Más intrigado que asustado, proseguí mi travesía en automóvil hacia el sur, ahora sí manejando despacio, pues el cúmulo de interrogantes y reflexiones, de análisis y recuerdos, entraron en juego mientras trataba de dilucidar qué había detrás de tan insistentes manifestaciones y ello me tenía más que ocupado. Entrando por el norte, crucé la ciudad de México sobre el periférico en la madrugada y, cuando iba por Chapultepec nuevo, al sur de la Fuente de Petróleos, una patrulla de policía se me pegó detrás, tal vez por mis placas de California, indicándome parar.
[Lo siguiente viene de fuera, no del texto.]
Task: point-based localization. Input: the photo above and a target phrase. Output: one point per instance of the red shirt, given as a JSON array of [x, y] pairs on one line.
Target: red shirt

Repentinamente angustiado, busqué la primera salida a la lateral, sabiendo que iba a haber una confrontación donde yo saldría perdiendo. Tal vez los policías sabían que la próxima salida llevaba a una lateral oscura y solitaria y ahí me salí. Pero cuando empezaba a detenerme, esperando lo peor, una mujer que gritaba aterrorizada salió al paso de los vehículos pidiendo auxilio. Por el retrovisor, vi que la patrulla paró, pero yo no. Continué la marcha, ¡esta vez sí despavorido, huyendo de los demonios insaciables en uniforme!